Some of the problem is political—ecumenical reasons so as to distinguish ourselves and not offend our Anglican brethren in the Anglican Communion of Continuing bodies; integration into the Roman Catholic Church and ensuring the hierarchy sees we identify as Catholic now; that we are not to think of ourselves as having a “rite” or a “use” but we have a “form,” of the Roman Rite; and, well, I’m sure you can think of four of five other reasons.
When we were debating our name change from the former Anglican Use Society, some of these divisions and concerns came to the fore. Some of us –I include myself here—would have been happy to stay with the old name. But, since our Ordinariate authorities here in North America preferred we not use it, we made an effort in good faith. We also discovered from members in the UK and Australia that the word “Anglican” didn’t have the same cachet.

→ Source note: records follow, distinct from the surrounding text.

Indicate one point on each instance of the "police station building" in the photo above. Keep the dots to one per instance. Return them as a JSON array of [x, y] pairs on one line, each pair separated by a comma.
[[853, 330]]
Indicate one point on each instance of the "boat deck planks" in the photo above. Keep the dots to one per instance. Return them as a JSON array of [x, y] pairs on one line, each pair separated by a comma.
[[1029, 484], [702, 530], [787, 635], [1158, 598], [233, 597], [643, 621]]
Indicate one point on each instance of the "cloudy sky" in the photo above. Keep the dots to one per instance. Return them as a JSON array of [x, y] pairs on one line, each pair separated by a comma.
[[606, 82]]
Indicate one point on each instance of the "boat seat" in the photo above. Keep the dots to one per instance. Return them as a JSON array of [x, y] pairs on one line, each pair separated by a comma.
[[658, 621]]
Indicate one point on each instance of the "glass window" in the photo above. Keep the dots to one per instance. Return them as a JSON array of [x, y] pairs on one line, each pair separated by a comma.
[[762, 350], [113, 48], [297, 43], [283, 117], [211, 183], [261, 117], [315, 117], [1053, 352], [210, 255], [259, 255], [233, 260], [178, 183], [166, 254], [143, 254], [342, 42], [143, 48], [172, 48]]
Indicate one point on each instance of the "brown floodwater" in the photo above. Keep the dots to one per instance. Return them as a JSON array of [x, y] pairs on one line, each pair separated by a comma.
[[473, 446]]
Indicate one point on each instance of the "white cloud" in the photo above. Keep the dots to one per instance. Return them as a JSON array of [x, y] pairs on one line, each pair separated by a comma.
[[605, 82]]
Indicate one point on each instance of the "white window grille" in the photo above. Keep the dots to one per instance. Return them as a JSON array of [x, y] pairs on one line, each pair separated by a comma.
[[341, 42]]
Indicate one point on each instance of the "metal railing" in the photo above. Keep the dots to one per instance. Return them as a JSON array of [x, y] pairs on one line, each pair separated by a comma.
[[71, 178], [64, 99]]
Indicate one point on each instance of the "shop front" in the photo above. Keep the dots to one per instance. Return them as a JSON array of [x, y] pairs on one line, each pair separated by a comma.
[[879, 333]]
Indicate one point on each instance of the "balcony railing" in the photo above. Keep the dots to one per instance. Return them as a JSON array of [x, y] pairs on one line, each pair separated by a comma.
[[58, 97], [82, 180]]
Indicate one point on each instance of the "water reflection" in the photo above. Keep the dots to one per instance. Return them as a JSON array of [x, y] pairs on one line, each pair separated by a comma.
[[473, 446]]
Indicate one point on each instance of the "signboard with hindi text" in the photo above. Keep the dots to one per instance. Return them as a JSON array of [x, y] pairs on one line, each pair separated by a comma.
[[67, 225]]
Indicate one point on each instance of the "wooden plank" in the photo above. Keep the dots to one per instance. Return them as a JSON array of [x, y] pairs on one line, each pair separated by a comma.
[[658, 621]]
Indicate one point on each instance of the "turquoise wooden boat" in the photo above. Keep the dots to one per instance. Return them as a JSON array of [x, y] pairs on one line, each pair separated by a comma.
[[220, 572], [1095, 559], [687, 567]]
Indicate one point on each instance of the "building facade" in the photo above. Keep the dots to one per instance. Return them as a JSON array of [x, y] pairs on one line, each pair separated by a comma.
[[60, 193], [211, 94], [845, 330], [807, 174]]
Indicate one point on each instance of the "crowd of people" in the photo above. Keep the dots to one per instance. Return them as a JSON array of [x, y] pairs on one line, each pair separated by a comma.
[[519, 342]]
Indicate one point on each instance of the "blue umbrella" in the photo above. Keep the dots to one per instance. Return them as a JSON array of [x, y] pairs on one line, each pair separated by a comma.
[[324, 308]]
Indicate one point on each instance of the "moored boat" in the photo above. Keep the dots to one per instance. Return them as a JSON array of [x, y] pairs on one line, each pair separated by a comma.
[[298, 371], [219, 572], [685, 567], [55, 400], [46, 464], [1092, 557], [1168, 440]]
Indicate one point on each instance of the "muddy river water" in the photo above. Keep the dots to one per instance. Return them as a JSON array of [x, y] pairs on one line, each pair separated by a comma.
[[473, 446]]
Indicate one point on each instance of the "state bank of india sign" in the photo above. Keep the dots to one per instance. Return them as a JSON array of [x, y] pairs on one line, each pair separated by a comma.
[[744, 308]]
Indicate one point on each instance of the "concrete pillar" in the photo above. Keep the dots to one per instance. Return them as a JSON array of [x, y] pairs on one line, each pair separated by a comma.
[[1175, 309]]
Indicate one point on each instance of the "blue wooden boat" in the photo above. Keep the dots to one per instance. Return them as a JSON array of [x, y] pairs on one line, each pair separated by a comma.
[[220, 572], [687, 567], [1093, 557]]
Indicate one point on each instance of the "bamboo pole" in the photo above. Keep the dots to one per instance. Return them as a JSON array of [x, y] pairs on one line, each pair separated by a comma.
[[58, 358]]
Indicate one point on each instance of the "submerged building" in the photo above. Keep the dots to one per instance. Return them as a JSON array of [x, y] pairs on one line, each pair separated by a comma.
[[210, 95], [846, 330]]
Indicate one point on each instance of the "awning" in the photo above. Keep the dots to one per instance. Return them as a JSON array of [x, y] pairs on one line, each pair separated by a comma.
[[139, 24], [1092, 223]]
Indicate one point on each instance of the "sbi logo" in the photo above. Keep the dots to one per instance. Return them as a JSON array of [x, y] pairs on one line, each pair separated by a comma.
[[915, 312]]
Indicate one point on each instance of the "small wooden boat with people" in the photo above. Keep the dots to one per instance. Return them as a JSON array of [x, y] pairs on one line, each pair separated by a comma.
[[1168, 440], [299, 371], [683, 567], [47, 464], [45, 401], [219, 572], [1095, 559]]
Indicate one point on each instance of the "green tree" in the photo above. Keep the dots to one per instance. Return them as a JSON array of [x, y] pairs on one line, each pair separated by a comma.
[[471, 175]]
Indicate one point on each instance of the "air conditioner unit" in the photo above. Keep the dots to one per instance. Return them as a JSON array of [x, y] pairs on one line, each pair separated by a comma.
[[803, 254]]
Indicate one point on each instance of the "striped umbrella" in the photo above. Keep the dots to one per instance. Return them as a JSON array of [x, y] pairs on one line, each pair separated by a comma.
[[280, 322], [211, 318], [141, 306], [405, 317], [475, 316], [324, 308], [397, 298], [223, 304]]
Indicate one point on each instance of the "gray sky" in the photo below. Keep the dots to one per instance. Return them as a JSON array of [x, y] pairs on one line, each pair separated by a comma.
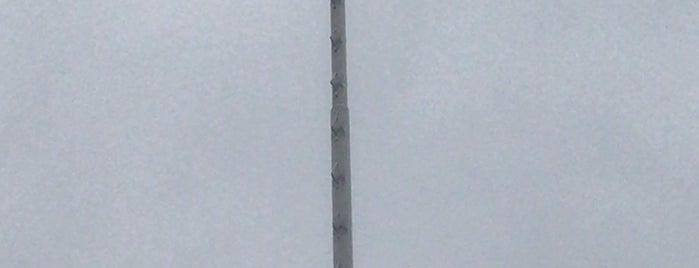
[[484, 133]]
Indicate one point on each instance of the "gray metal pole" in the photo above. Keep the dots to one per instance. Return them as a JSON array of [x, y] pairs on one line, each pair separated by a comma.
[[340, 143]]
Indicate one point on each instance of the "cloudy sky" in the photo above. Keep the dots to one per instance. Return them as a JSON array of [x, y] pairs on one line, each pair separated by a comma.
[[529, 133]]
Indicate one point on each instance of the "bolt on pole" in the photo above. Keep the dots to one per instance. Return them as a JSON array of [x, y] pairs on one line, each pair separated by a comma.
[[340, 142]]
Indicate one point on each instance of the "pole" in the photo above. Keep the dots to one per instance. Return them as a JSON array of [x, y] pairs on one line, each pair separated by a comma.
[[340, 143]]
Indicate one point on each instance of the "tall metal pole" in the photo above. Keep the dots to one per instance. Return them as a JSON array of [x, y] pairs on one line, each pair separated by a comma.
[[340, 143]]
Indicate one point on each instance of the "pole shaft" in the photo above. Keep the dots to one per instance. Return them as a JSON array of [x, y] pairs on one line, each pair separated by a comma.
[[340, 142]]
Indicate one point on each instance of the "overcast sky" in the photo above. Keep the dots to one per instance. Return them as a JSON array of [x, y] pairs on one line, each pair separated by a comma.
[[485, 133]]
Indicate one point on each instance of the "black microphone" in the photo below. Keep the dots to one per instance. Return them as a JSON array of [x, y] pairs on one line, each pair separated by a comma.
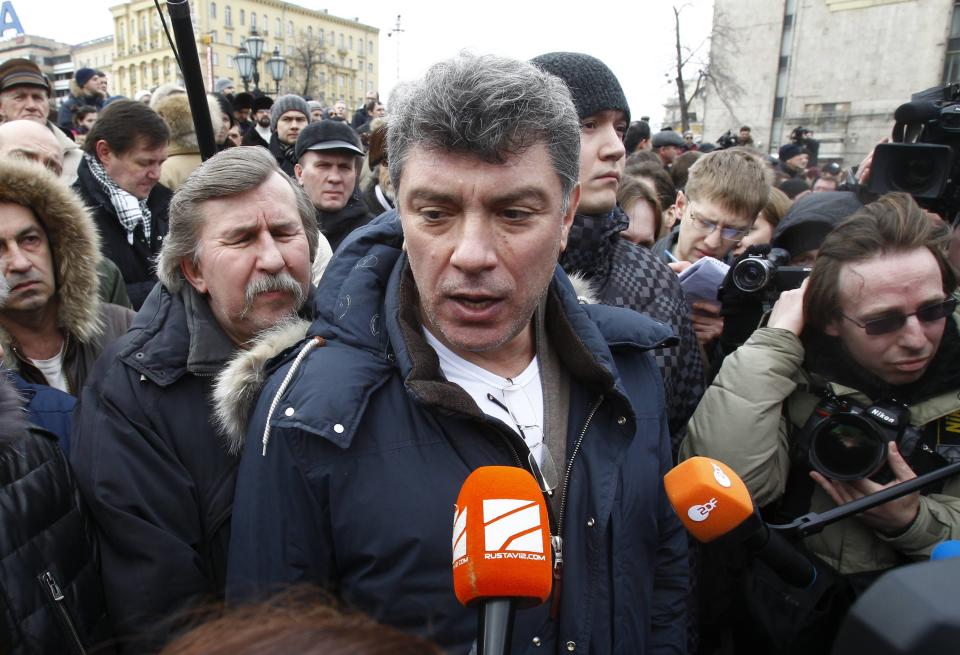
[[714, 504], [910, 610], [812, 523]]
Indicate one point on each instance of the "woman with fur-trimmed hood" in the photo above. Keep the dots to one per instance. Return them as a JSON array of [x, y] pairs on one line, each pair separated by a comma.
[[72, 313], [183, 153]]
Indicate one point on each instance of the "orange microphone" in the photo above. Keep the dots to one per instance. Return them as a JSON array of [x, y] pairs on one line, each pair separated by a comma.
[[713, 503], [501, 550]]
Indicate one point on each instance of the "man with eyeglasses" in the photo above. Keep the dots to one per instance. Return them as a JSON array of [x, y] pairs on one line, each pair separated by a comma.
[[725, 191], [875, 321]]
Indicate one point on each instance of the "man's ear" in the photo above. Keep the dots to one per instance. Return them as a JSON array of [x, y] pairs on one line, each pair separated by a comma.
[[567, 220], [681, 202], [193, 274], [103, 151]]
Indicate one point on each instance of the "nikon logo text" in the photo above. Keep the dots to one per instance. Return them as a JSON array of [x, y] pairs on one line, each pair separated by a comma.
[[511, 529]]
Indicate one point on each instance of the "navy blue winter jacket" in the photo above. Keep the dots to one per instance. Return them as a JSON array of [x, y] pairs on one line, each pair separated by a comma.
[[353, 486]]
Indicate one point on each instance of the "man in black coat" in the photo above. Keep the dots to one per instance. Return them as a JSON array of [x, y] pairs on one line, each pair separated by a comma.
[[288, 116], [329, 157], [119, 180], [258, 134], [618, 272], [148, 460]]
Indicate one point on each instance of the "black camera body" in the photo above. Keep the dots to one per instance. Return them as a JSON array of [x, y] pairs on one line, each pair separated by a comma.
[[844, 441], [727, 140], [768, 273], [923, 158]]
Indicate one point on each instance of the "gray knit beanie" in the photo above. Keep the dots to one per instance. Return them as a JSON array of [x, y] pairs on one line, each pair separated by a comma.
[[592, 84], [283, 104]]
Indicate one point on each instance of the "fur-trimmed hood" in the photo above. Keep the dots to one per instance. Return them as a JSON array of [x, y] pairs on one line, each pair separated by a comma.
[[74, 242], [238, 385], [175, 112], [12, 416]]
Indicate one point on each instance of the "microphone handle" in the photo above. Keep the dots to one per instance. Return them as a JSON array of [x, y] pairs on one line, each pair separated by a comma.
[[495, 629], [812, 523]]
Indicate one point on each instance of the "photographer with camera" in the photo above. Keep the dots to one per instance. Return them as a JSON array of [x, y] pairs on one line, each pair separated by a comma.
[[870, 333]]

I would have preferred Anglican Patrimony Society or Anglican Heritage Society but those names were dinged by others who didn’t like the word Anglican for a bunch of reasons. Names in Latin were proposed, which I objected to because I think we have to affirm our identity—whatever it is—and resist pressures from within of our own new converts to Catholicism who are tempted to go overboard and become uber-Catholics and either do everything in Latin or the reverse, become as like an normal Roman Catholic parish as we can in style.
“The only Latin name I would approve of is ‘Anglicanorum Coetibus Society,'” I said during one of our board meetings. We had a ranked ballot for names and I am guessing it was everyone’s third choice so it won.